Para que no haya dudas en la intención final, se anuncia la promulgación de una nueva ley de libertad religiosa, donde el hecho religioso desaparezca de las actuaciones del Estado y quede reducido al ámbito de lo privado.
Y como traca final, nada menos que la reforma de la Constitución para convertir el Estado en laico y suprimir toda referencia a la Iglesia y a la religión, fijando además como prioridad generacional convertir a España en una nación laica.
Nunca nadie a tanto se atrevió, aunque es cierto que tampoco tanta mansedumbre encontró en una jerarquía silenciosa y sumisa, incapaz de replicar y de poner en valor lo mucho en cantidad y calidad que la Iglesia realiza en materia social, asistencial, cultural, educativa y ¡vertebradora! en favor de la sociedad.

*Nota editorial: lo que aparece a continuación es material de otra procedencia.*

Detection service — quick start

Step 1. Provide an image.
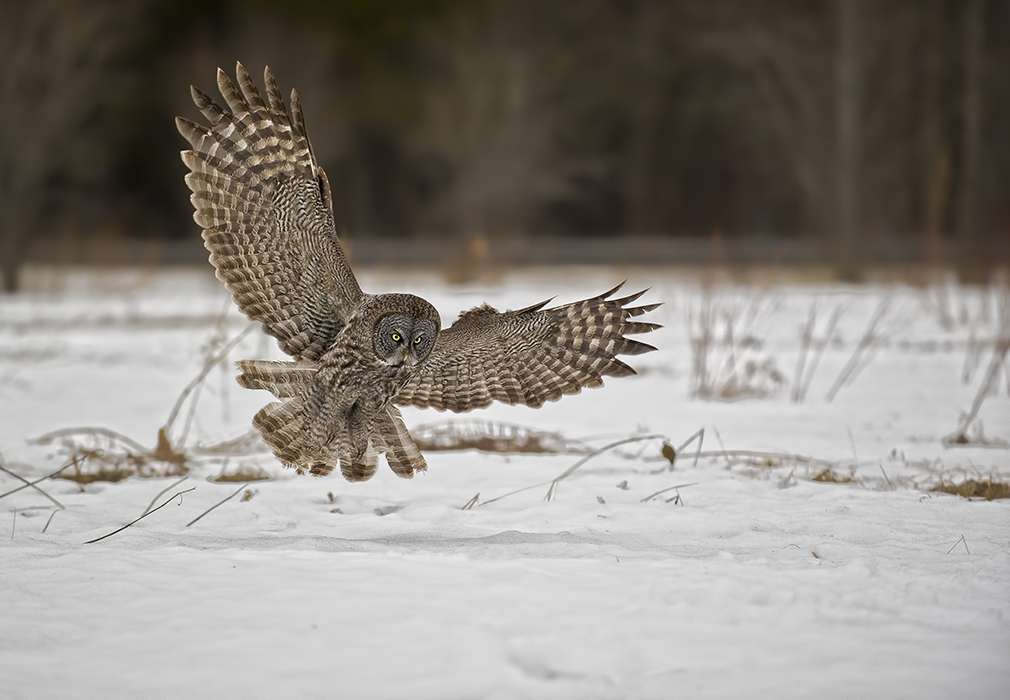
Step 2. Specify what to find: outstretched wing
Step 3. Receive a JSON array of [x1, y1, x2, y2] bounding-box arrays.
[[394, 285, 660, 413], [176, 64, 363, 360]]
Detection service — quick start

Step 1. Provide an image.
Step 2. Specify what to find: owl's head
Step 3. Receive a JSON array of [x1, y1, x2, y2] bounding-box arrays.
[[372, 294, 440, 366]]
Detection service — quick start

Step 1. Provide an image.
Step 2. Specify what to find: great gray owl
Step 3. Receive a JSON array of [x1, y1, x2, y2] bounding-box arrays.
[[176, 64, 659, 481]]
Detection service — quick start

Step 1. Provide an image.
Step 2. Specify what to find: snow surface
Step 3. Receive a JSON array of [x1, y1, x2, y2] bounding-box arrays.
[[0, 269, 1010, 698]]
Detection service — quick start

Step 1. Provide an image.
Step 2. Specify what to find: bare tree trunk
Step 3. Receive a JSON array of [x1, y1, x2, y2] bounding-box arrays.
[[957, 0, 986, 282], [919, 0, 950, 274], [835, 0, 862, 282], [0, 0, 132, 292]]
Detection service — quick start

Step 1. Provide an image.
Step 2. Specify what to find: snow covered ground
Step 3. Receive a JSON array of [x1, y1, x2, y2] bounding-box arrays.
[[0, 269, 1010, 698]]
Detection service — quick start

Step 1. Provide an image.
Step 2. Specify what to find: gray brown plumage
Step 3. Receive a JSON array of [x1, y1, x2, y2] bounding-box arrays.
[[177, 64, 659, 481]]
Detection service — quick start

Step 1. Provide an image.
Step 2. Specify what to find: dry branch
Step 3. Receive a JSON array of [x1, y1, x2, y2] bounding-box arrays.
[[85, 486, 196, 544]]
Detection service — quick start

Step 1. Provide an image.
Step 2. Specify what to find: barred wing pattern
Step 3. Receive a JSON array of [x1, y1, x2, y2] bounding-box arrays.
[[394, 285, 660, 413], [176, 64, 364, 360]]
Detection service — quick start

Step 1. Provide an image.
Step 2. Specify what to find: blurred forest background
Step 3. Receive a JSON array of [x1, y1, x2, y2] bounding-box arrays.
[[0, 0, 1010, 290]]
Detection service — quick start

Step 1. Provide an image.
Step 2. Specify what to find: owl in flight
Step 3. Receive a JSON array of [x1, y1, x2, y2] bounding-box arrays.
[[176, 64, 660, 481]]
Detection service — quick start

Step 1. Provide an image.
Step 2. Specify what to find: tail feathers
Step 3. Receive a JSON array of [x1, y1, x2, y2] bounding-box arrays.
[[253, 399, 339, 477], [252, 397, 414, 482], [374, 405, 428, 479], [340, 440, 379, 481], [236, 360, 319, 399]]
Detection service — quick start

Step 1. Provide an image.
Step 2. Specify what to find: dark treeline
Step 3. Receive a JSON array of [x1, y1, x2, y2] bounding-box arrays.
[[0, 0, 1010, 287]]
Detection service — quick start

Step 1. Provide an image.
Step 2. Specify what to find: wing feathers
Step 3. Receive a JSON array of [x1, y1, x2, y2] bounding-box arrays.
[[176, 64, 364, 360], [394, 285, 661, 412]]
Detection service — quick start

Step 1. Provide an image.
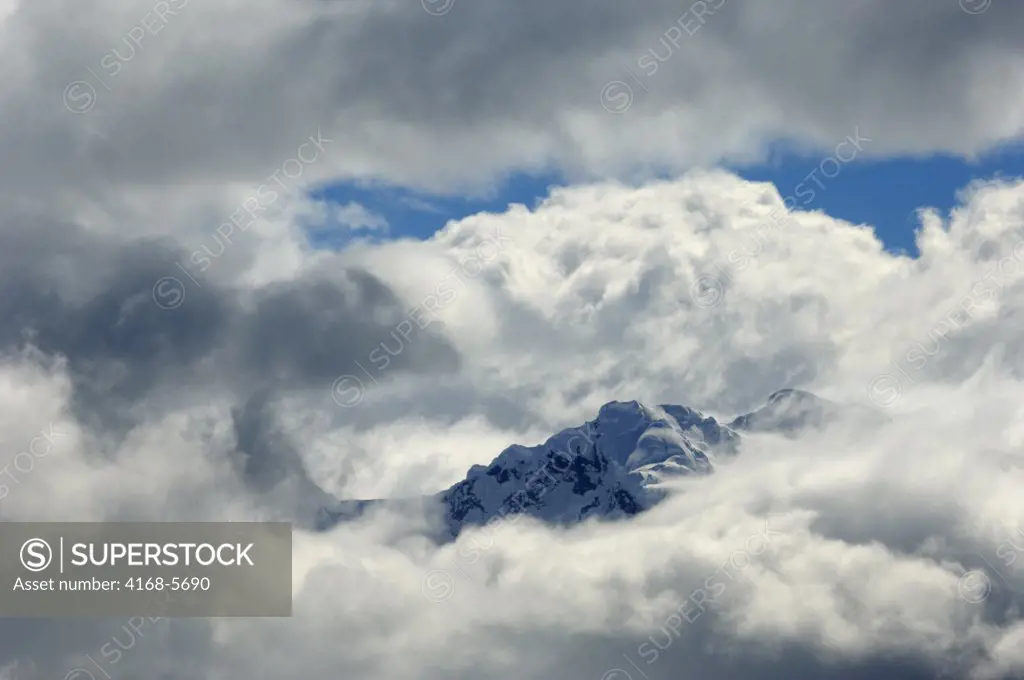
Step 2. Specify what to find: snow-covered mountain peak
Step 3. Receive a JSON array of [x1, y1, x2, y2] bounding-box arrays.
[[316, 389, 878, 538]]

Algún despistado que en ocasiones lea mi menguada columna, recordará cómo hace ya dos y tres años anunciaba y denunciaba cómo los falaces ataques sobre los supuestos privilegios de la Iglesia, más temprano que tarde, se convertirían en puntos programáticos de gobierno, tal como ha sucedido, y que tan solo dos o tres agoreros molestos y contumaces como yo, veníamos contrarrestando con argumentos fundados.
Y ahí seguiremos, rogando a Dios que la razón y el sentido común se impongan.